I have 1 exyra ok don't but it's not the birthday one do u want it?


----------



## Ozoi (Apr 7, 2020)

>600+ turnips 
>Public dodo code 
That is extremely unsafe my man


----------



## plastic_martyr (Apr 7, 2020)

All three of you cone in 5 minutes

	Post automatically merged: Apr 7, 2020



Ozoi said:


> >600+ turnips
> >Public dodo code
> That is extremely unsafe my man


How so?


----------



## Moondyle (Apr 7, 2020)

Hello, may I come as well?


----------



## Ozoi (Apr 7, 2020)

plastic_martyr said:


> All three of you cone in 5 minutes
> 
> Post automatically merged: Apr 7, 2020
> 
> ...


Because anything could happen, not everyone is nice and will “respect your town”


----------



## RoyNumber1 (Apr 7, 2020)

Going to get my turnips rn


----------



## eremurus (Apr 7, 2020)

Would love to visit!
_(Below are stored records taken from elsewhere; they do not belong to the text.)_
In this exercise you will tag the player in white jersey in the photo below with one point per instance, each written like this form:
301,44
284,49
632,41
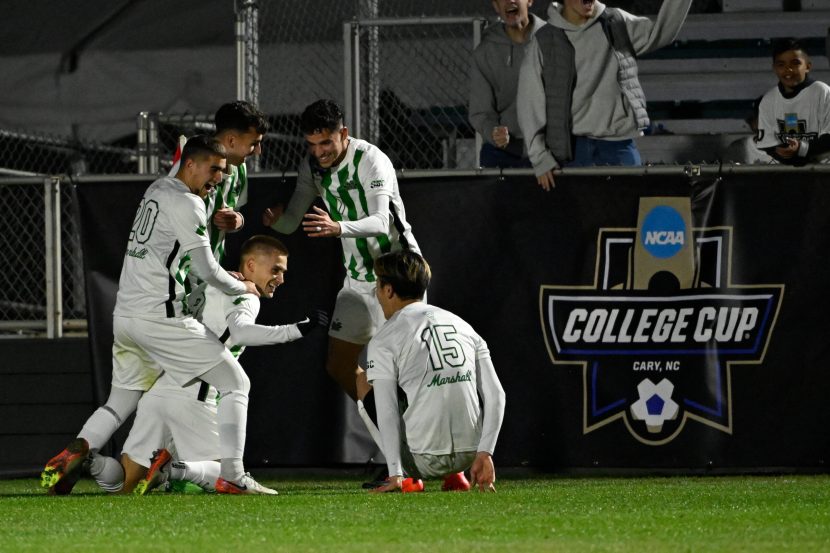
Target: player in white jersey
183,419
443,366
358,185
240,127
151,327
794,116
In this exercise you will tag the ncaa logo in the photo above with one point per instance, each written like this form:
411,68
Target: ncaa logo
663,232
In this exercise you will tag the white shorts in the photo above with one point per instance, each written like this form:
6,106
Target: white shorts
178,421
438,466
357,313
182,347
I can bring a couple hybrid windflowers


----------



## dino (Apr 7, 2020)

i would like to come visit as well, please ! will wait for okay


----------



## PeachTea04 (Apr 7, 2020)

Can I visit, I’ll tip you 99k


----------



## Thalizar (Apr 7, 2020)

I'd love to visit!


----------



## rezberri (Apr 7, 2020)

may i come sell my turnips?


----------



## andipandi (Apr 7, 2020)

plastic_martyr said:


> All three of you cone in 5 minutes
> 
> Post automatically merged: Apr 7, 2020


Omw!


----------



## difficultyerror (Apr 7, 2020)

Can I come?


----------



## plastic_martyr (Apr 7, 2020)

Sorry guys. My game was crazy laggy. I super apoligize. If you would like to come back please PM and ill do 3 at a time.


----------



## Odette (Apr 7, 2020)

plastic_martyr said:


> Sorry guys. My game was crazy laggy. I super apoligize. If you would like to come back please PM and ill do 3 at a time.


Oh gosh, I can imagine it was, I tried to come over with no luck.


----------



## plastic_martyr (Apr 7, 2020)

Okay sending out invites 3 at a time. Tips appreciated mostly looking for hybrids, bells or birthday kk. But ill reply to everyone who pms


----------



## oiwa (Apr 7, 2020)

plastic_martyr said:


> Okay sending out invites 3 at a time. Tips appreciated mostly looking for hybrids, bells or birthday kk. But ill reply to everyone who pms



Sending you a PM!


----------



## plastic_martyr (Apr 7, 2020)

Also girl who was talking to me in voicechat get at me asap please


----------



## savvistyles (Apr 7, 2020)

I'd love to visit to sell my turnips!


----------



## muffy (Apr 7, 2020)

i'd love to visit! i unfortunately don't have birthday kk but if that's ok with you i'd love to come ;w;


----------



## CherryBlossom20x (Apr 7, 2020)

Hey! Can I come? No rush though, I can see you're super busy haha  

I can bring a few hybrids and bells for tips!


----------



## plastic_martyr (Apr 7, 2020)

Ashariel said:


> Pick me pls pretty pls
> 
> Post automatically merged: Apr 7, 2020
> 
> I have 1 exyra ok don't but it's not the birthday one do u want it?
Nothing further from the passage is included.